What's Going On Around The World Today?

Pro-European Union candidate Emmanuel Macron and the far-right Marine Le Pen have topped France’s first-round presidential election — they face off in two weeks. North Korea has arrested a third American citizen amid a dramatic escalation in tensions with the US. And thousands of people around the world marched to stand up for science over the weekend.


The first round of France’s presidential election has redrawn the country’s politics.

For the first time since 1958, none of the traditional center-right and center-left parties has a candidate in the final run-off, which takes place in two weeks.

Instead, the second round will be between a former economics minister (Emmanuel Macron) who had never stood for election and the anti-immigrant leader of the far-right National Front (Marine Le Pen).

Sunday’s result is the clearest and most dramatic example of a shift that’s been taking place across politics in many European countries for some time. With traditional political dividing lines fading, they are being replaced by contests shaped by identity, attitudes to globalisation and the choice between open or closed economies and societies. And no two candidates in the French election embodied this choice as clearly as Macron and Le Pen.

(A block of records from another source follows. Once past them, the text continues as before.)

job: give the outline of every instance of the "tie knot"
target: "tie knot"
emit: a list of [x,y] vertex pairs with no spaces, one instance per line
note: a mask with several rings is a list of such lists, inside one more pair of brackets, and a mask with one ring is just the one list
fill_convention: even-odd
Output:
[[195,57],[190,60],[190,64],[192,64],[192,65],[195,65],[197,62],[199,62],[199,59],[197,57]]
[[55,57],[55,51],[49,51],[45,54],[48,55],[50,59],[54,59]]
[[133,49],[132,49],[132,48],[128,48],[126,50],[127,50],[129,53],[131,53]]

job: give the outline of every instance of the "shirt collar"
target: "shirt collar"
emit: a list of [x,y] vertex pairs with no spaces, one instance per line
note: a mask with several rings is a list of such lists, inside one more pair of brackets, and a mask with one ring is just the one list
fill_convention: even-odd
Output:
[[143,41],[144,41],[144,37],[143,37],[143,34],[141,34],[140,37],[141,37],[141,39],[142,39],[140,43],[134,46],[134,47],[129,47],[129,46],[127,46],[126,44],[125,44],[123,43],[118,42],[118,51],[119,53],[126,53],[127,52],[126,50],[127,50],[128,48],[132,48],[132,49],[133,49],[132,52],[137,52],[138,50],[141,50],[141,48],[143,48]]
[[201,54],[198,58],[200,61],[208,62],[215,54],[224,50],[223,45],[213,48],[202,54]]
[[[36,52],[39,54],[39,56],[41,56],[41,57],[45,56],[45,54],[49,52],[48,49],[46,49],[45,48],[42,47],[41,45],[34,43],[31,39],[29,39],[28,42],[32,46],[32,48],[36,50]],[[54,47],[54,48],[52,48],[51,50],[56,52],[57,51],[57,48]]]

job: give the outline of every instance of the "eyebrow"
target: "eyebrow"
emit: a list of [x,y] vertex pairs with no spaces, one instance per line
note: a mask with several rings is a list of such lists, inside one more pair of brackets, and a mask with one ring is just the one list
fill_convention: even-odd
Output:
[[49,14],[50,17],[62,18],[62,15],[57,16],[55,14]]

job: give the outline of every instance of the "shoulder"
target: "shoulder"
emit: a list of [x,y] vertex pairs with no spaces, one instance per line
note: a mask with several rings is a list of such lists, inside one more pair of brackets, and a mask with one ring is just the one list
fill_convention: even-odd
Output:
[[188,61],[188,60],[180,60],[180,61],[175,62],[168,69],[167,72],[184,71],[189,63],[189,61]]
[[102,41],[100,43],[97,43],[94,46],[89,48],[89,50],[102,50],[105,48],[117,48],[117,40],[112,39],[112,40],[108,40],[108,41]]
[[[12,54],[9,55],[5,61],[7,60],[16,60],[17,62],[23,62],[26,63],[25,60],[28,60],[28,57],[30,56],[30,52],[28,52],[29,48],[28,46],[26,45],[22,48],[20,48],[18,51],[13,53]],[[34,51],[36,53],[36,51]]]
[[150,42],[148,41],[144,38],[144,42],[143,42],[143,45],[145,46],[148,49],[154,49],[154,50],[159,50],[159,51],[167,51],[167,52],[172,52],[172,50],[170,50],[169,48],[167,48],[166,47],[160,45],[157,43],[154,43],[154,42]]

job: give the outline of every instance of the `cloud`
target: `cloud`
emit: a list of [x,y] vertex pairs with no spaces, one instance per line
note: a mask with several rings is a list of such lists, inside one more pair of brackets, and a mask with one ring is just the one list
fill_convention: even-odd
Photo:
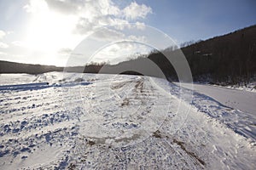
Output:
[[103,28],[96,31],[93,35],[93,38],[100,41],[118,41],[125,38],[125,34],[117,31],[113,29]]
[[9,45],[6,43],[3,43],[3,42],[0,42],[0,48],[9,48]]
[[63,48],[58,51],[60,54],[70,54],[72,53],[72,49],[69,48]]
[[0,30],[0,39],[2,39],[6,35],[5,31]]
[[136,2],[132,2],[123,10],[127,20],[144,19],[148,14],[152,13],[152,8],[144,4],[139,5]]

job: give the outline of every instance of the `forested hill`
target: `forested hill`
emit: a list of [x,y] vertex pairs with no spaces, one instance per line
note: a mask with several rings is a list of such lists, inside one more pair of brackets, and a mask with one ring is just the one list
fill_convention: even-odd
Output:
[[41,74],[49,71],[61,71],[63,67],[54,65],[30,65],[0,60],[0,73]]
[[[184,43],[185,44],[185,43]],[[171,56],[176,50],[166,49]],[[200,41],[193,44],[183,45],[181,50],[184,54],[190,66],[195,81],[211,81],[213,83],[237,83],[248,82],[256,75],[256,26],[247,27],[234,32]],[[171,81],[177,80],[176,72],[160,53],[154,51],[148,59],[154,61]],[[106,73],[115,73],[114,68],[143,65],[143,60],[139,58],[124,61],[115,65],[104,65]],[[139,65],[137,65],[139,63]],[[145,62],[146,63],[146,62]],[[129,66],[130,65],[130,66]],[[94,64],[86,65],[84,72],[97,73],[102,65]],[[109,68],[109,69],[108,69]],[[81,71],[81,66],[69,67],[68,71]],[[136,69],[135,69],[136,70]],[[0,73],[29,73],[39,74],[49,71],[63,71],[63,67],[52,65],[27,65],[14,62],[0,61]],[[103,73],[102,71],[102,73]],[[125,71],[125,74],[139,74]],[[147,76],[154,76],[154,73]]]
[[256,73],[256,26],[182,48],[195,79],[247,81]]

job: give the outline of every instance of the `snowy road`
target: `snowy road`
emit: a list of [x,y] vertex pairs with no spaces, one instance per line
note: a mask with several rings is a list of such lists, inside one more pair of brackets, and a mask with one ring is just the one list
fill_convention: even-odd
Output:
[[[178,85],[178,83],[177,83]],[[181,86],[192,89],[189,84]],[[256,116],[256,93],[211,85],[193,84],[194,90],[229,107]]]
[[[14,76],[22,85],[6,86]],[[255,116],[200,94],[189,103],[179,99],[187,89],[165,80],[12,77],[0,76],[0,169],[256,167]]]

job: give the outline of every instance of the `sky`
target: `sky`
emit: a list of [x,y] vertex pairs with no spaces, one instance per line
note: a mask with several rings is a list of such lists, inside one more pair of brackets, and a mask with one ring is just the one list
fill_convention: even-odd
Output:
[[[0,60],[65,66],[79,56],[84,60],[73,65],[119,62],[255,25],[255,9],[254,0],[0,0]],[[159,32],[172,42],[160,44]]]

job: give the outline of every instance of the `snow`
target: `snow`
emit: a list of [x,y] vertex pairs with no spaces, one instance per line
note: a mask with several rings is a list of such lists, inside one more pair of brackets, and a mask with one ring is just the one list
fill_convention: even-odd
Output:
[[[180,84],[183,88],[192,89],[189,84]],[[193,87],[195,92],[213,98],[226,106],[256,115],[256,93],[204,84],[193,84]]]
[[[49,72],[0,81],[0,169],[256,167],[255,112],[251,94],[238,98],[243,91],[192,91],[125,75]],[[240,100],[234,107],[223,102],[228,98]]]

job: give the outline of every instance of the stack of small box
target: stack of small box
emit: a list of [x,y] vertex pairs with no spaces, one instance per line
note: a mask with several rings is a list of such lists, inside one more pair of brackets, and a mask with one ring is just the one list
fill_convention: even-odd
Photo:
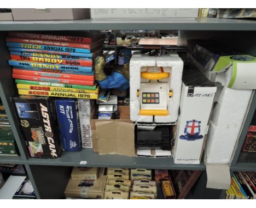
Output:
[[128,199],[131,181],[129,180],[129,169],[109,168],[107,172],[107,182],[105,187],[104,199]]
[[157,187],[155,181],[152,180],[152,170],[132,169],[131,180],[133,185],[130,199],[157,199]]
[[104,35],[80,36],[9,32],[6,39],[19,94],[95,99],[93,59]]
[[66,197],[103,199],[107,176],[100,173],[102,170],[98,168],[74,167],[65,191]]
[[18,154],[15,139],[0,99],[0,155],[17,156]]

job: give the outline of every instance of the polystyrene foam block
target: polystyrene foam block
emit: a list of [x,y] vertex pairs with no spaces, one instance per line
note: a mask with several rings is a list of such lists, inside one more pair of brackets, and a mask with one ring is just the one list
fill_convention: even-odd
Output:
[[163,55],[162,57],[150,57],[136,54],[130,62],[130,118],[133,121],[152,123],[153,116],[140,115],[140,101],[137,91],[141,88],[141,72],[146,71],[147,66],[162,66],[165,72],[170,73],[168,85],[173,92],[173,96],[167,100],[168,115],[155,116],[156,123],[176,122],[178,118],[179,99],[182,85],[183,62],[177,54]]
[[206,139],[207,163],[228,163],[230,161],[252,90],[228,88],[232,66],[225,72],[211,73],[189,55],[189,58],[217,87]]
[[178,119],[179,101],[182,86],[182,77],[183,69],[183,62],[179,57],[173,54],[173,56],[163,56],[156,57],[158,66],[170,66],[171,78],[169,78],[168,84],[172,90],[173,95],[170,98],[168,106],[168,115],[167,116],[155,116],[156,123],[175,122]]

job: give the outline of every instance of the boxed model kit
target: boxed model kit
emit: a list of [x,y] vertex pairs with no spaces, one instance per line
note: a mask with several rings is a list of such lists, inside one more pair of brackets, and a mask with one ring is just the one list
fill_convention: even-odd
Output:
[[62,145],[54,100],[49,97],[25,95],[11,99],[30,156],[59,157]]
[[81,133],[77,100],[57,99],[55,104],[63,150],[80,151]]

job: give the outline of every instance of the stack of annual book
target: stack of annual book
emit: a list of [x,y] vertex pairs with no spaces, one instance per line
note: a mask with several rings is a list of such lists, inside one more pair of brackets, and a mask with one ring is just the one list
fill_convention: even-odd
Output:
[[10,32],[9,64],[19,94],[97,99],[93,60],[102,53],[104,37]]
[[226,191],[227,199],[256,199],[256,172],[234,172]]
[[5,113],[4,106],[0,99],[0,131],[4,129],[10,130],[10,125],[9,119]]

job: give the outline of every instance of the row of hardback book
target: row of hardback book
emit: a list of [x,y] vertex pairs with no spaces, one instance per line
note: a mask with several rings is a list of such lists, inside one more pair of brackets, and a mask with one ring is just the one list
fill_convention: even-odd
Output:
[[103,53],[104,35],[80,35],[10,32],[9,64],[19,94],[97,99],[94,60]]
[[256,199],[256,172],[234,172],[225,199]]

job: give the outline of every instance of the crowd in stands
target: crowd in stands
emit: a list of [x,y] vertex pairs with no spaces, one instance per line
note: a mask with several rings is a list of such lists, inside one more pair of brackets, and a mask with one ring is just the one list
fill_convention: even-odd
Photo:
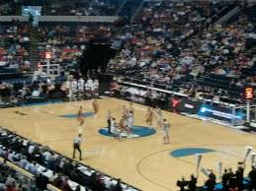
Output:
[[1,1],[0,2],[0,16],[16,15],[15,1]]
[[[240,190],[255,190],[256,189],[256,164],[251,166],[251,170],[248,176],[244,177],[244,162],[238,162],[237,169],[232,170],[231,167],[225,168],[221,174],[220,182],[217,182],[217,177],[213,170],[209,170],[208,179],[205,183],[205,188],[208,191],[222,190],[222,191],[240,191]],[[191,175],[190,180],[186,180],[184,177],[177,181],[177,186],[181,191],[197,190],[197,177]]]
[[[165,85],[166,89],[176,84],[178,92],[192,96],[202,92],[240,98],[239,93],[233,92],[241,93],[239,88],[246,83],[254,84],[253,76],[243,75],[243,70],[254,67],[256,59],[244,54],[246,38],[254,26],[241,14],[226,26],[211,25],[185,44],[180,42],[193,32],[192,29],[205,25],[211,16],[211,12],[207,13],[202,14],[195,2],[150,3],[143,8],[138,22],[125,28],[120,36],[125,46],[111,60],[109,72],[132,75],[141,82]],[[200,85],[198,81],[208,73],[226,77],[226,85]]]
[[0,157],[37,175],[37,187],[41,190],[45,190],[51,183],[64,191],[85,188],[92,191],[135,191],[120,179],[108,177],[2,127]]
[[61,73],[78,68],[79,58],[94,39],[109,40],[113,32],[111,25],[43,25],[39,28],[38,49],[41,63],[45,64],[44,53],[50,51],[50,63],[59,64]]
[[0,107],[18,106],[47,99],[83,100],[99,96],[99,81],[69,75],[66,79],[52,80],[37,77],[35,81],[0,83]]
[[29,71],[29,26],[23,23],[0,26],[0,73]]
[[1,191],[36,191],[36,186],[31,184],[28,177],[2,161],[0,161],[0,171]]
[[117,13],[120,2],[115,0],[91,0],[70,4],[52,4],[45,7],[43,15],[63,16],[114,16]]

Very interesting election currently taking place in France.

And a little extra.

Members of the Jewish community in Paris expressed their fears for the future after Le Pen made it to the second round. France’s 500,000-strong Jewish population — the largest in Europe — has watched with concern as Le Pen’s popularity has grown in recent years. Although Le Pen has tried to play down the party’s past, the National Front has its roots in the “collaborateurs,” the French supporters of the Nazis.


Thousands of people around the world marched to stand up for science over the weekend.

The March for Science took place in Washington, DC, on Earth Day Saturday amid growing concerns over the Trump administration’s policies. Satellite marches also took place in 600 cities on six continents.

These kids at the March for Science will give you hope for the planet. Take a look at these wonderfully nerdy science signs. And here are 19 perfectly British signs from the March for Science over there.

Almost no plastic bottles get recycled into new bottles.

If you consider every plastic soda, water, or juice bottle you've ever used, you might assume that because the label says it's recyclable, the bottle itself is made of recycled plastic too. This, however, is hardly ever true.

A Greenpeace report found six of the largest soft drinks companies, excluding Coca-Cola, use a combined average of just 6.6% recycled plastic globally. The vast majority of beverage bottles are exported to plastic manufacturers in emerging markets and used to make synthetic fabrics for clothing — demand has been helped along by the athleisure boom — as well as carpeting, bags, packaging, and straps for shipping boxes.

After a single use, nearly every bottle ends up either going straight to a landfill or becoming some other sort of plastic.